Second, socialbots can be used to perform surveillance by collecting status updates, pictures, and other content posted by social network users, depending on their privacy settings.
- So this is about just mining private information or is there a bigger threat?
The bigger threat of large infiltration by socialbots is the erosion of the trust between users --- the basic fabric of online social network. Moreover, with millions of websites integrating social networking platforms, the socialbots can be used to post fake comments, make misguiding recommendations, and contribute biased product ratings online.
- Can they be used to hijack or manipulate social movements then?
Possibly yes, because if people believe that the profiles controlled by socialbots are of real people, then these people could be influenced by opinions posted by the socialbots, or even follow calls for action.
- So how do we guard against socialbots?
As with any other socio-technical system, there are technical and human aspects of the answer to this question. Users can be helped in making better decisions when accepting connections requests. For example, increasing the awareness of the risks associated with accepting requests from strangers could partially improve the situation.
At the same time, technology should do a better job on two fronts: First, in assisting users with connection requests by employing better graphical interfaces that communicate potential risks. Second, social network operators can make the Socialbot Network business more difficult (and therefore less profitable) by, for example, improving the accuracy and the speed of detecting and blocking bots.

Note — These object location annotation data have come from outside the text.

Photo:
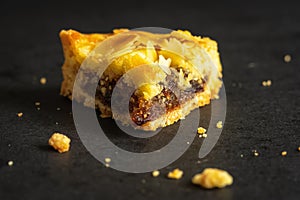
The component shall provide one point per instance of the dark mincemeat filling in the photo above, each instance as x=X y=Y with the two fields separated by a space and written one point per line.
x=142 y=110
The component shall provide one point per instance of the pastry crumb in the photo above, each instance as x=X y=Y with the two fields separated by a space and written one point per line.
x=284 y=153
x=10 y=163
x=267 y=83
x=201 y=130
x=213 y=178
x=255 y=153
x=287 y=58
x=107 y=160
x=175 y=174
x=155 y=173
x=60 y=142
x=219 y=124
x=43 y=80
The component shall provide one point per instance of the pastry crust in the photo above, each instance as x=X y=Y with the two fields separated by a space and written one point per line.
x=77 y=47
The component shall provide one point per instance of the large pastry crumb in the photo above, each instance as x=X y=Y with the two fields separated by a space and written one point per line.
x=43 y=80
x=10 y=163
x=284 y=153
x=219 y=124
x=267 y=83
x=60 y=142
x=213 y=178
x=287 y=58
x=175 y=174
x=255 y=153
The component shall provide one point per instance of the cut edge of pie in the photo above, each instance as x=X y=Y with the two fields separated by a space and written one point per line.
x=76 y=48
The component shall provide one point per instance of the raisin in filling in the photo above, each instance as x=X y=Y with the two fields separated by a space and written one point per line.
x=142 y=110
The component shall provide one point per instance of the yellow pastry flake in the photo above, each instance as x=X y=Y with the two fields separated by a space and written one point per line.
x=213 y=178
x=60 y=142
x=175 y=174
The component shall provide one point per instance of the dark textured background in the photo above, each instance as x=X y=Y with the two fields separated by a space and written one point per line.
x=253 y=37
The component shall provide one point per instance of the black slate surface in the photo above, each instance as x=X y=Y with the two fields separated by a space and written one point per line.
x=253 y=37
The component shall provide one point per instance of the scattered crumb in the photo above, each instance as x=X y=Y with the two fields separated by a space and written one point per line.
x=219 y=124
x=43 y=80
x=10 y=163
x=60 y=142
x=267 y=83
x=155 y=173
x=175 y=174
x=284 y=153
x=287 y=58
x=255 y=153
x=201 y=130
x=213 y=178
x=107 y=160
x=251 y=65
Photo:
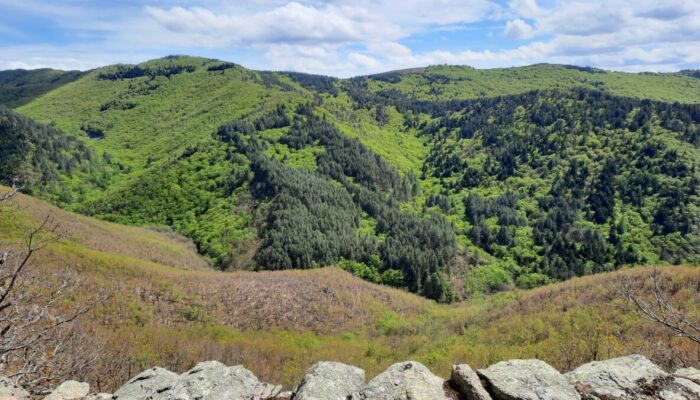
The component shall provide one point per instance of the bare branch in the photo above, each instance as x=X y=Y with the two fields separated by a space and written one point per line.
x=659 y=309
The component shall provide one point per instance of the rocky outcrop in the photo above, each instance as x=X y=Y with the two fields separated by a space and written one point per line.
x=209 y=380
x=629 y=377
x=625 y=378
x=148 y=384
x=468 y=384
x=691 y=374
x=330 y=381
x=70 y=390
x=10 y=391
x=527 y=380
x=404 y=381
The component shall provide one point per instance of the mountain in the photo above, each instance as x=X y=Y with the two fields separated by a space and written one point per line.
x=447 y=181
x=162 y=306
x=20 y=86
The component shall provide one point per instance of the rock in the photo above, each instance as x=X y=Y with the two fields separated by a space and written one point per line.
x=213 y=380
x=690 y=374
x=527 y=380
x=70 y=390
x=149 y=384
x=468 y=383
x=680 y=388
x=619 y=378
x=266 y=391
x=10 y=391
x=404 y=381
x=288 y=395
x=100 y=396
x=330 y=381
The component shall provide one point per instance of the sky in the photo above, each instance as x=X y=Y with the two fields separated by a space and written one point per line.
x=348 y=38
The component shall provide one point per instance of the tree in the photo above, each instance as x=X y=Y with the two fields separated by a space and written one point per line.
x=653 y=304
x=40 y=343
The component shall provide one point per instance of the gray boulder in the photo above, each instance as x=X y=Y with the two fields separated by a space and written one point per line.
x=690 y=374
x=10 y=391
x=70 y=390
x=100 y=396
x=527 y=380
x=266 y=391
x=468 y=383
x=213 y=380
x=680 y=388
x=404 y=381
x=623 y=378
x=330 y=381
x=148 y=385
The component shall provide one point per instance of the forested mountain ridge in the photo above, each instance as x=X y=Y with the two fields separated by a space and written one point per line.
x=20 y=86
x=440 y=180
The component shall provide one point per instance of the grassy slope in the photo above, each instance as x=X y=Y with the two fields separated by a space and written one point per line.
x=450 y=82
x=19 y=86
x=279 y=323
x=170 y=114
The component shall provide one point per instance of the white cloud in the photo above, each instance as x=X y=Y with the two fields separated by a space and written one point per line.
x=290 y=23
x=335 y=37
x=519 y=29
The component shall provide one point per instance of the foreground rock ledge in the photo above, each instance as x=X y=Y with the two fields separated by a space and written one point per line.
x=625 y=378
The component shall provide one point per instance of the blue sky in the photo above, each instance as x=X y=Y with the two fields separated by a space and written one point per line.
x=344 y=38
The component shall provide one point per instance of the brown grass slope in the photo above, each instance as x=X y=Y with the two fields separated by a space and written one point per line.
x=162 y=247
x=280 y=323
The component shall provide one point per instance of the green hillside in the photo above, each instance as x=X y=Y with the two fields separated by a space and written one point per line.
x=456 y=82
x=444 y=180
x=20 y=86
x=164 y=307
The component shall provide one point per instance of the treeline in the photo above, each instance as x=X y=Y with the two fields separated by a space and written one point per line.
x=601 y=161
x=317 y=83
x=37 y=154
x=312 y=221
x=136 y=71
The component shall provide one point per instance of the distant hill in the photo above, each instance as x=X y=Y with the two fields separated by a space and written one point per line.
x=20 y=86
x=448 y=181
x=165 y=308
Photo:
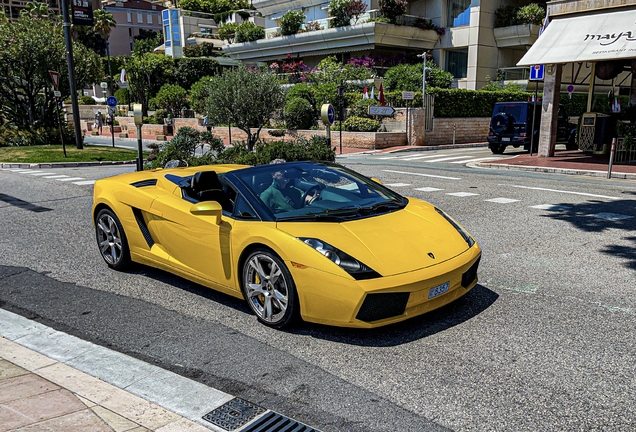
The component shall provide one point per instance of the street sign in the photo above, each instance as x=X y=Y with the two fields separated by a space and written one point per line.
x=380 y=110
x=55 y=77
x=536 y=73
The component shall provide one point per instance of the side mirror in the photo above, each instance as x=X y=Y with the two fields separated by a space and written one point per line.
x=208 y=208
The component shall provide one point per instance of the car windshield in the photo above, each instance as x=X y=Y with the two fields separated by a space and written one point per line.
x=305 y=191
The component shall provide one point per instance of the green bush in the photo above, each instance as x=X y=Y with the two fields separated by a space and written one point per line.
x=87 y=100
x=291 y=22
x=360 y=124
x=122 y=96
x=249 y=32
x=299 y=114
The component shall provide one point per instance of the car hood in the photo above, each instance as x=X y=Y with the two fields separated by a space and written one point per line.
x=406 y=240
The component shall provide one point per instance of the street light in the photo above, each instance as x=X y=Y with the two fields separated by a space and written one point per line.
x=424 y=69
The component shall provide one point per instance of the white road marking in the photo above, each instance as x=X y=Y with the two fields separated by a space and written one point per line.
x=502 y=200
x=71 y=179
x=428 y=189
x=552 y=207
x=610 y=216
x=422 y=175
x=449 y=158
x=561 y=191
x=462 y=194
x=479 y=159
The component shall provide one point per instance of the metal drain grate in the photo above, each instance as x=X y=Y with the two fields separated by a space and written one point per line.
x=233 y=414
x=274 y=422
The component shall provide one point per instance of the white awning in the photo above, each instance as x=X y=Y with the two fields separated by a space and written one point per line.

- What has happened to your army of social bots, are they still active?
Our army was so small, 102 socialbots in total. It was more a social club than an army :)
By the end of our experiments (March, 2011), 20 of the bots were blocked by Facebook. By the end of October, when media started discussing our findings, most of the profiles controlled by our socialbots got blocked. Now, at most 15 are alive but dormant.
- Any ideas on how the use of socialbots will develop in the near future?
We expect to see the socialbots being used in Social Architecture, where advanced technologies are used to enable large-scale structuring of social groups and communities online. Accordingly, intelligent socialbots are expected to be used to interact with, promote, or provoke online communities towards certain behaviors. The vision of such a technology is to enable social network operators or third-parties to actively shape the social structure of online social networks in order to produce desired outcomes. For example, online communities can be "stitched" together to promote understanding and cooperation between human users on civic and humanitarian issues. This, however, has its own security and privacy concerns that have to be studies before making such a technology public.
- How far are we from a bot passing the Turing test?
The Turing test is a test of a machine's ability to exhibit intelligent behavior. Thus, predicting how far we are from passing a Turing test is open for discussion and depends on the type of the test in question. One thing, however, is clear: As machine learning and computational power advance, the day when a machine effectively passes the test gets closer and closer.